By its December 20, 2016 decision in Estate of Helen Del Terzo, Michael Del Terzo and Robert Julius Del Terzo v. 33 Fifth Avenue Owners, Corp. __ N.E.3d __ (2016), the Court of Appeals affirmed this concept by holding that a board’s denial of a transfer application breached the controlling provision within the subject proprietary lease, which provided that a transfer from a deceased shareholder’s estate to a financially responsible family member “shall not be unreasonably withheld.”
The Estate of Helen Del Terzo sought to transfer shares allocated to two apartments within the building and the related proprietary lease to the sons of the deceased shareholder, Michael and Robert Del Terzo. The board denied the application even though its president admitted that the Del Terzo family had been good citizens in the building community for almost 60 years; that the family had never been late for even one maintenance payment; and that Michael, a wealthy doctor, was financially responsible.
The board sought to justify the denial on the ground that Robert was not financially qualified and that Michael’s continued residence in Pennsylvania would violate the board’s policy that apartments be owner-occupied. However, those justifications were unreasonable because the board did not respond to Michael’s written offer to guarantee Robert’s financial obligations under the lease; Michael and Robert would be jointly and severally liable for all financial obligations under the terms of the lease; and the board regularly allowed shareholders to sublease their apartments in violation of the board’s owner-occupancy policy.
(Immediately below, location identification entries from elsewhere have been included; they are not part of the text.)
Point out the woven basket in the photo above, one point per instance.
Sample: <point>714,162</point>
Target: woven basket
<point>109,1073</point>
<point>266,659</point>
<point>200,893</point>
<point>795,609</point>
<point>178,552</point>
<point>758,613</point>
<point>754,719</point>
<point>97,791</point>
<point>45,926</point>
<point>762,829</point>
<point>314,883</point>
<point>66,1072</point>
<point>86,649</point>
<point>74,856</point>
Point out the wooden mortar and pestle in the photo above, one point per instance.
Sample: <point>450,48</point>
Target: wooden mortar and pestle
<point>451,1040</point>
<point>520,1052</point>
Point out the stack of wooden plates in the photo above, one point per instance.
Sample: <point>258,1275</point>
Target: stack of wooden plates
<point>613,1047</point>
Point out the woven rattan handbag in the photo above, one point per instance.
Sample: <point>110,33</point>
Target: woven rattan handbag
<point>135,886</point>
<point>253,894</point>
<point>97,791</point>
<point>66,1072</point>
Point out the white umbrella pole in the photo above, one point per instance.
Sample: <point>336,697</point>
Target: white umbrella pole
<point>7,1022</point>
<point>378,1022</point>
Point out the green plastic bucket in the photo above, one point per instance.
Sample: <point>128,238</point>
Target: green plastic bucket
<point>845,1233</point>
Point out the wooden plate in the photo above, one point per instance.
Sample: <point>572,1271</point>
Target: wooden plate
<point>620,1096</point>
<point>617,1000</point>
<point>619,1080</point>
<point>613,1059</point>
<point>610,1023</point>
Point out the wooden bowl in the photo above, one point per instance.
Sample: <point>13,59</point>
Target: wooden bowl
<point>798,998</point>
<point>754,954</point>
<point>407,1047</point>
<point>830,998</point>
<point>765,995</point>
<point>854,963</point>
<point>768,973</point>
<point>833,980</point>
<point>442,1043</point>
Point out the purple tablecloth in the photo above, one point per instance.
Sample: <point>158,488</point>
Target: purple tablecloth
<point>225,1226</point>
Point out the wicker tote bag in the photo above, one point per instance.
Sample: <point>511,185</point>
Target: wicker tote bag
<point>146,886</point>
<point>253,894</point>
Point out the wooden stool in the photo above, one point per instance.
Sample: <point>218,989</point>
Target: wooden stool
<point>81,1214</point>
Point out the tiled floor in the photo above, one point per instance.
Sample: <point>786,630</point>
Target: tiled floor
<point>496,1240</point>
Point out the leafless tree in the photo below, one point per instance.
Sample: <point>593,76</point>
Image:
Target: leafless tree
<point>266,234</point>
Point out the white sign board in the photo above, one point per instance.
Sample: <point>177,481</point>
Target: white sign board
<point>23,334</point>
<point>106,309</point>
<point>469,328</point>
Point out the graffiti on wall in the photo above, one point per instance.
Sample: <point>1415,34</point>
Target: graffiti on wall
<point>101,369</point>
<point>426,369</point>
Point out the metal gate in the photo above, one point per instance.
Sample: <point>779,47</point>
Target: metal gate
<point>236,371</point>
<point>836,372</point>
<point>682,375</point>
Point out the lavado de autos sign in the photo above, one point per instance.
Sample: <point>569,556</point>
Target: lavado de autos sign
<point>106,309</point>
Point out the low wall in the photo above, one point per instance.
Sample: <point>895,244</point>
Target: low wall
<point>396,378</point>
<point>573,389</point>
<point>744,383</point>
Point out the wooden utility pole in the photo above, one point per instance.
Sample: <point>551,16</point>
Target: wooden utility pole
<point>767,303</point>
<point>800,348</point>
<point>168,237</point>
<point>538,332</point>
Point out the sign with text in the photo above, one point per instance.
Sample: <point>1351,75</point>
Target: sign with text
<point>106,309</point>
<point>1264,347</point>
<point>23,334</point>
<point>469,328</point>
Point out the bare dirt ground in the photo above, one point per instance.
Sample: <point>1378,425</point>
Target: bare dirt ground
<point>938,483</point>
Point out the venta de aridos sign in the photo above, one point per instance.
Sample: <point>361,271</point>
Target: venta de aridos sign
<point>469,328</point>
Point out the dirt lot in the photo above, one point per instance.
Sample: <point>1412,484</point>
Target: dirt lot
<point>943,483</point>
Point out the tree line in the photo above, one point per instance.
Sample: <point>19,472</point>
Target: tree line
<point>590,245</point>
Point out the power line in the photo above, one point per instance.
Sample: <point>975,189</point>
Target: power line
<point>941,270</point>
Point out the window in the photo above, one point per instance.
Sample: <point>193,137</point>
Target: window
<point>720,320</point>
Smith, Buss & Jacobs commenced an action on behalf of the Del Terzo family against the cooperative in Supreme Court, New York County alleging that the board’s denial of the transfer application was a breach of the proprietary lease. The trial court granted summary judgment to the family holding that the board’s denial of the application was unreasonable, and issued a judgment directing the board to approve it. The cooperative appealed. By a 3-2 decision, the Appellate Division, First Department affirmed, and additionally ruled that the cooperative was liable to the Estate for the attorneys’ fees the Estate had incurred in the dispute under a provision within the proprietary lease. The Court of Appeals unanimously affirmed the First Department’s decision.
The Court of Appeals’ decision makes it crystal clear that where a provision within a proprietary lease requires a board to act “reasonably,” the board must identify viable reasons that support its decision in the event the decision is challenged in court.